Little is known about the MRP1-drug interaction. Our measurements showed that DNR entry into mrp1-positive and sensitive EHR2 cells occurred at rates that were indistinguishable. In contrast, Mülder et al. (1993) demonstrated decreased influx in MRP1-positive cells. This finding prompted the authors to suggest the vacuum cleaner model as also being appropriate for MRP1-substrate interaction.

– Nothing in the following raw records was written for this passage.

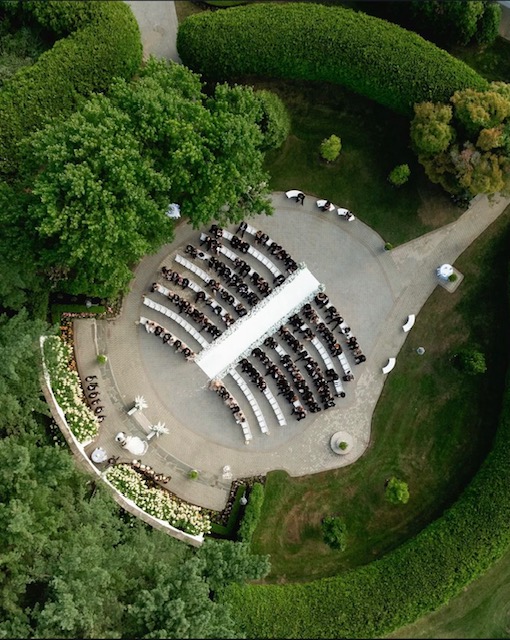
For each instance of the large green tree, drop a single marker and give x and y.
(72, 564)
(209, 147)
(96, 186)
(465, 147)
(97, 204)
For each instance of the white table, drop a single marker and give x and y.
(445, 271)
(99, 455)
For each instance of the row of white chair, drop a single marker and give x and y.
(328, 363)
(258, 256)
(177, 318)
(251, 399)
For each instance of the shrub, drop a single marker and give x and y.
(408, 582)
(399, 175)
(106, 45)
(397, 491)
(334, 532)
(394, 67)
(330, 148)
(252, 513)
(275, 119)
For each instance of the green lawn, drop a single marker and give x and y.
(492, 62)
(374, 141)
(480, 611)
(432, 427)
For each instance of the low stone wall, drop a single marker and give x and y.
(87, 465)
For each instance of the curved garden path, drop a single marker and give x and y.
(374, 289)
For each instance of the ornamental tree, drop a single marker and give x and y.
(97, 184)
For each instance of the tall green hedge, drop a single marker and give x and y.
(416, 578)
(375, 58)
(105, 44)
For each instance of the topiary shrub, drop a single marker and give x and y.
(397, 491)
(334, 533)
(330, 148)
(104, 43)
(394, 67)
(399, 175)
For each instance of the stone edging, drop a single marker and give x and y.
(78, 451)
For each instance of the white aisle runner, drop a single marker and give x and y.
(216, 358)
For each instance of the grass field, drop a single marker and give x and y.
(480, 611)
(374, 141)
(432, 427)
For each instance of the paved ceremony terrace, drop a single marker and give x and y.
(374, 290)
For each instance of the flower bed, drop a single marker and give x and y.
(158, 502)
(67, 389)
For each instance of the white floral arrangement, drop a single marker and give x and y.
(158, 502)
(68, 391)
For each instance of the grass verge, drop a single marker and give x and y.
(432, 427)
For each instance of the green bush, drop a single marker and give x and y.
(106, 45)
(330, 148)
(334, 532)
(275, 119)
(394, 67)
(414, 579)
(252, 513)
(397, 491)
(399, 175)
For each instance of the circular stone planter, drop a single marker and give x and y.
(337, 438)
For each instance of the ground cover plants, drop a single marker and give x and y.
(374, 140)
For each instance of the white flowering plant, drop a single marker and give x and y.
(158, 502)
(68, 391)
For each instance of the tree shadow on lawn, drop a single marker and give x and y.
(433, 427)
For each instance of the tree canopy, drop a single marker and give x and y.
(96, 185)
(465, 146)
(73, 564)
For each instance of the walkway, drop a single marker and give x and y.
(375, 291)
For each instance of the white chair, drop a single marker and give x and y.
(321, 203)
(388, 367)
(345, 213)
(409, 323)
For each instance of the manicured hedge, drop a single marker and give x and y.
(106, 44)
(416, 578)
(375, 58)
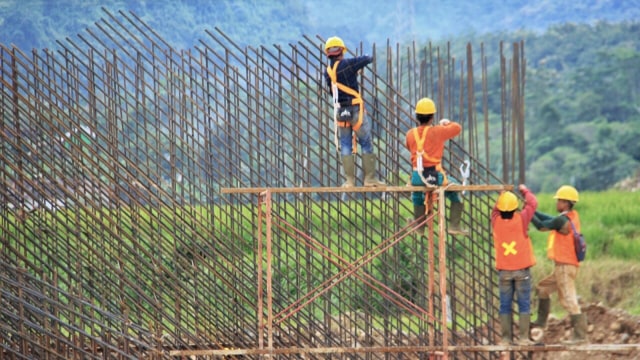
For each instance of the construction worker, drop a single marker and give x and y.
(349, 112)
(426, 144)
(561, 250)
(514, 258)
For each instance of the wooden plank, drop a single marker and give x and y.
(410, 349)
(362, 189)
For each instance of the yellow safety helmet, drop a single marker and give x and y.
(425, 106)
(566, 192)
(334, 46)
(507, 201)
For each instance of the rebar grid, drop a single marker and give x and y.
(116, 241)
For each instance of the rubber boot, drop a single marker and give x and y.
(506, 326)
(369, 166)
(349, 167)
(544, 305)
(419, 213)
(454, 219)
(524, 322)
(579, 323)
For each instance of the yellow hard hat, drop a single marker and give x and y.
(425, 106)
(507, 201)
(566, 192)
(334, 46)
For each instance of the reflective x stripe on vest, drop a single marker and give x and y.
(357, 99)
(509, 248)
(420, 149)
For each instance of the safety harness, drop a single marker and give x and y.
(357, 100)
(420, 139)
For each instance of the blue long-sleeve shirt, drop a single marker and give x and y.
(347, 74)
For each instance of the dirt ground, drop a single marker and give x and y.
(605, 326)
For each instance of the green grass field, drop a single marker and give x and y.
(610, 274)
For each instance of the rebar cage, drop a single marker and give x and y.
(118, 243)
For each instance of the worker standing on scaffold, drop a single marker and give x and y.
(426, 144)
(514, 259)
(349, 112)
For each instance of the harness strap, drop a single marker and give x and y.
(357, 98)
(420, 139)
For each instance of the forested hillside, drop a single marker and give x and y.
(583, 58)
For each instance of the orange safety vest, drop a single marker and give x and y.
(513, 249)
(420, 152)
(560, 248)
(357, 98)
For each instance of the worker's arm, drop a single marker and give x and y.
(530, 205)
(545, 222)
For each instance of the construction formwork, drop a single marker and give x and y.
(118, 241)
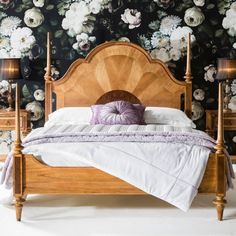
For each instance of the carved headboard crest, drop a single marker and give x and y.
(115, 71)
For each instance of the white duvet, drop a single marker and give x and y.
(172, 172)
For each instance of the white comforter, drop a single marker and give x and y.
(172, 172)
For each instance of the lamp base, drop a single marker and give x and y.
(227, 110)
(10, 109)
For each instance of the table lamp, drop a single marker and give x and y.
(10, 71)
(226, 70)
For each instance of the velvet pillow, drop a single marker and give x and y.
(118, 112)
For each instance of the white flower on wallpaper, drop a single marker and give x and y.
(179, 37)
(234, 139)
(175, 54)
(78, 19)
(4, 86)
(83, 42)
(33, 17)
(199, 94)
(159, 40)
(5, 43)
(229, 22)
(199, 3)
(161, 54)
(132, 17)
(233, 87)
(22, 40)
(4, 53)
(210, 73)
(38, 3)
(36, 110)
(9, 24)
(39, 95)
(197, 110)
(194, 16)
(124, 39)
(168, 24)
(170, 41)
(232, 104)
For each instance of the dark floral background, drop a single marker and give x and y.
(159, 26)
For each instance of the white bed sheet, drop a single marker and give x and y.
(172, 172)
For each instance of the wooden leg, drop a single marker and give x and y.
(19, 205)
(220, 205)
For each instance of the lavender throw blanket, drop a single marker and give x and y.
(114, 133)
(118, 133)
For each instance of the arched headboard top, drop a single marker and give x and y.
(118, 66)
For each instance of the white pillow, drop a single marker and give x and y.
(70, 115)
(168, 116)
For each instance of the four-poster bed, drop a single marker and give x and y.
(112, 71)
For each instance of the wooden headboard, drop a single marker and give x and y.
(114, 71)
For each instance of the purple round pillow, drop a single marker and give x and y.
(118, 112)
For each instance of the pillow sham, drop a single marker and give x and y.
(70, 115)
(168, 116)
(117, 112)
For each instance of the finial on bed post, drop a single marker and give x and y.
(18, 147)
(48, 80)
(188, 80)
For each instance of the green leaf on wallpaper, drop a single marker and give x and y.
(26, 3)
(53, 22)
(58, 33)
(18, 9)
(50, 7)
(206, 29)
(25, 91)
(210, 6)
(219, 33)
(71, 40)
(63, 40)
(42, 30)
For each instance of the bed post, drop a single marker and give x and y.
(18, 161)
(220, 159)
(188, 80)
(48, 80)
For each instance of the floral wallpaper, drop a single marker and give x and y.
(159, 26)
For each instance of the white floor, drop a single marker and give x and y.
(116, 216)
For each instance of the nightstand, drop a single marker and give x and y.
(7, 124)
(229, 124)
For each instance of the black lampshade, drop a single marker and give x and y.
(10, 69)
(226, 69)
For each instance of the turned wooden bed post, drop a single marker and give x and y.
(188, 80)
(18, 161)
(48, 80)
(220, 159)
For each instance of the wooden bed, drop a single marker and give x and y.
(112, 71)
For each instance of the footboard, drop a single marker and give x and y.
(39, 178)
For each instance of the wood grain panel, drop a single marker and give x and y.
(43, 179)
(118, 66)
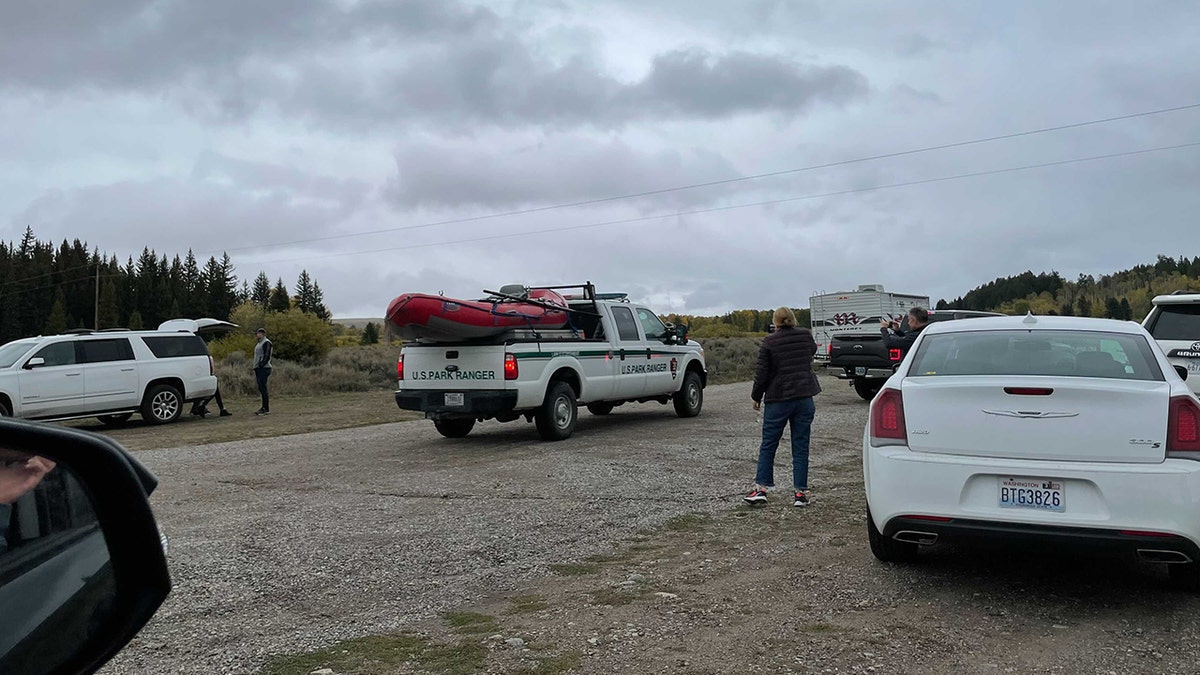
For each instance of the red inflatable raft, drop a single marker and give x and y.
(437, 317)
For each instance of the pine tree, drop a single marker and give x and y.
(58, 320)
(280, 300)
(370, 334)
(304, 293)
(261, 294)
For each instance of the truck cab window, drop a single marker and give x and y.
(627, 328)
(652, 324)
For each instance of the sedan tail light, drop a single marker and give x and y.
(1183, 425)
(887, 419)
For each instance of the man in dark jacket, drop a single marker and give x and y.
(897, 338)
(785, 382)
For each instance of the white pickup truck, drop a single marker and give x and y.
(615, 352)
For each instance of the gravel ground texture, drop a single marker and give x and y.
(625, 547)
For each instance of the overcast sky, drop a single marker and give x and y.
(369, 142)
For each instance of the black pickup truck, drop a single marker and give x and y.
(867, 363)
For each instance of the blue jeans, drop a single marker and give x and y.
(262, 374)
(797, 412)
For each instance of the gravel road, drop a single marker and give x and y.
(288, 544)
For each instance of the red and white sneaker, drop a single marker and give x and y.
(756, 496)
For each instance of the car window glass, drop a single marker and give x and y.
(13, 351)
(1177, 322)
(54, 565)
(101, 351)
(627, 328)
(58, 353)
(1075, 353)
(168, 346)
(652, 326)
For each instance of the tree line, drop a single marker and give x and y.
(47, 290)
(1126, 294)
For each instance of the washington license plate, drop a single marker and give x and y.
(1039, 494)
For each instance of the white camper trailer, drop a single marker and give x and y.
(857, 311)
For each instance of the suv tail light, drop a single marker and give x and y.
(1183, 425)
(887, 419)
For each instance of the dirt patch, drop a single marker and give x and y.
(289, 416)
(388, 549)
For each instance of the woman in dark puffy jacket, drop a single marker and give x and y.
(784, 381)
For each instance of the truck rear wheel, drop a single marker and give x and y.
(690, 396)
(868, 388)
(600, 407)
(454, 428)
(557, 416)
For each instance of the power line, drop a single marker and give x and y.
(766, 203)
(729, 180)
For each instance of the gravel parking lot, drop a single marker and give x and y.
(625, 545)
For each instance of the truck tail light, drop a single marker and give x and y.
(887, 419)
(1183, 425)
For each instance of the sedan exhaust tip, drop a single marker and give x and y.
(915, 537)
(1159, 555)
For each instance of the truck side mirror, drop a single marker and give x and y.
(82, 561)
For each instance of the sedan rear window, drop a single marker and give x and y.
(1073, 353)
(1176, 322)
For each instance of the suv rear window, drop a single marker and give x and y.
(1077, 353)
(1176, 322)
(173, 346)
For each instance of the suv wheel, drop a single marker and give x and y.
(162, 404)
(557, 416)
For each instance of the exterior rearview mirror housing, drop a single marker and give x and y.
(73, 595)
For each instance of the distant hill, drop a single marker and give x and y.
(359, 323)
(1122, 294)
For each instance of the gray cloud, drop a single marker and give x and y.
(562, 168)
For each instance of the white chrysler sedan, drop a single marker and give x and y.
(1037, 431)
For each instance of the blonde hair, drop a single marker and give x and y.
(785, 317)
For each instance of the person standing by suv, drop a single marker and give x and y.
(785, 382)
(263, 368)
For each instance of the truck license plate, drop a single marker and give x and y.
(1039, 494)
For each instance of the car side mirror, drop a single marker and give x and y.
(82, 561)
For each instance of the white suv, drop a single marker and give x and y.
(1175, 323)
(106, 374)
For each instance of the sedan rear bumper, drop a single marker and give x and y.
(1107, 506)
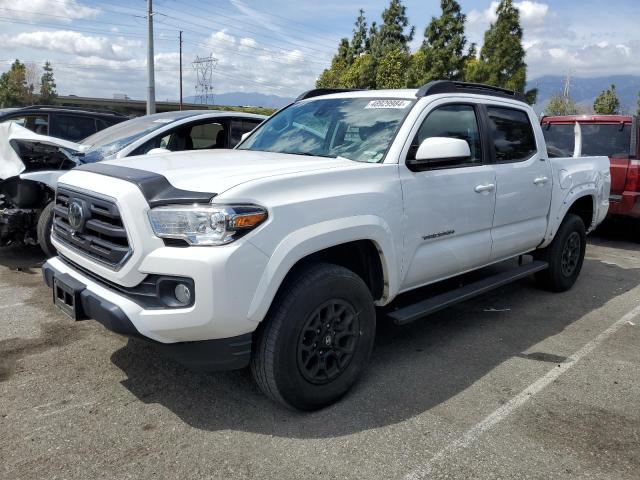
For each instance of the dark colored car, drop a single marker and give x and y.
(614, 136)
(67, 123)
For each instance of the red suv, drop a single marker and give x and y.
(615, 136)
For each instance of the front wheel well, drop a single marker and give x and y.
(361, 257)
(583, 207)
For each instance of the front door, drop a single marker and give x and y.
(449, 209)
(523, 179)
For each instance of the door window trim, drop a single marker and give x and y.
(485, 159)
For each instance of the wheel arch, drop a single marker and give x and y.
(356, 243)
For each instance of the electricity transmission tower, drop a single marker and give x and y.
(204, 78)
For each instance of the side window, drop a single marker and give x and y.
(208, 135)
(74, 127)
(512, 134)
(36, 123)
(454, 121)
(239, 128)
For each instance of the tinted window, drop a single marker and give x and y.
(239, 128)
(208, 135)
(512, 134)
(36, 123)
(559, 139)
(73, 127)
(607, 140)
(453, 121)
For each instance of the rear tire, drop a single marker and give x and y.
(565, 256)
(317, 338)
(45, 222)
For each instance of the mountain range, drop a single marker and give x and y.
(583, 90)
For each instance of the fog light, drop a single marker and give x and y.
(183, 294)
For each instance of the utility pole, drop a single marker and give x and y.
(180, 69)
(151, 89)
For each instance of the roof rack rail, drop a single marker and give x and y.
(78, 109)
(449, 86)
(316, 92)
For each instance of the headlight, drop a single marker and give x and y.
(205, 224)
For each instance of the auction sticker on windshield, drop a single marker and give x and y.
(388, 104)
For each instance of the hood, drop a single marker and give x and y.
(13, 135)
(216, 171)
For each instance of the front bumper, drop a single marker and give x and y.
(210, 355)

The ability of MRP1 to bind ATP has been demonstrated unequivocally (Almquist et al., 1995). Thus the current model for MRP1 function predicts that ATP hydrolysis is coupled directly with drug transport (Versantvoort et al., 1992). In our study, both the total and in particular the vanadate-sensitive ATPase activities were negligible in the EHR2/VP16 microsomes. Several authors have determined the ATPase activity of human MRP1 (Mao et al., 1999; Hooijberg et al., 2000; Chang, Hou, and Riordan, 1997). In agreement with our results, neither Mao et al. (1999) nor Hooijberg et al. (2000) could demonstrate any effect of VCR, VP16, or DNR on the ATPase activity of MRP1-containing plasma membranes from human lung cancer cells. In contrast, Chang, Hou, and Riordan (1997) found a maximal specific ATPase activity of MRP1 that was of the same order as the basal-specific ATPase activity of PGP being moderately stimulated by anthracyclines and vinca alkaloids. The different results probably could be explained by the small amount of mrp1 in EHR2/VP16. The mrp1 activity accounts for only a small part of the ATPases in the membrane preparations. The very high K i value for vanadate inhibition found possibly could be explained by an unspecific inhibition of the background activity of other ATPases. In this study, the composition of the incubation medium has been optimized for assaying PGP ATPase activity. It may well be that the putative mrp1 ATPase requires cofactors that are different from those of PGP. A possible explanation could be that mrp1 acts as a cotransporter requiring presence of glutathione (Leier et al., 1996; Loe, Deeley, and Cole, 1998; Manciu et al., 2001).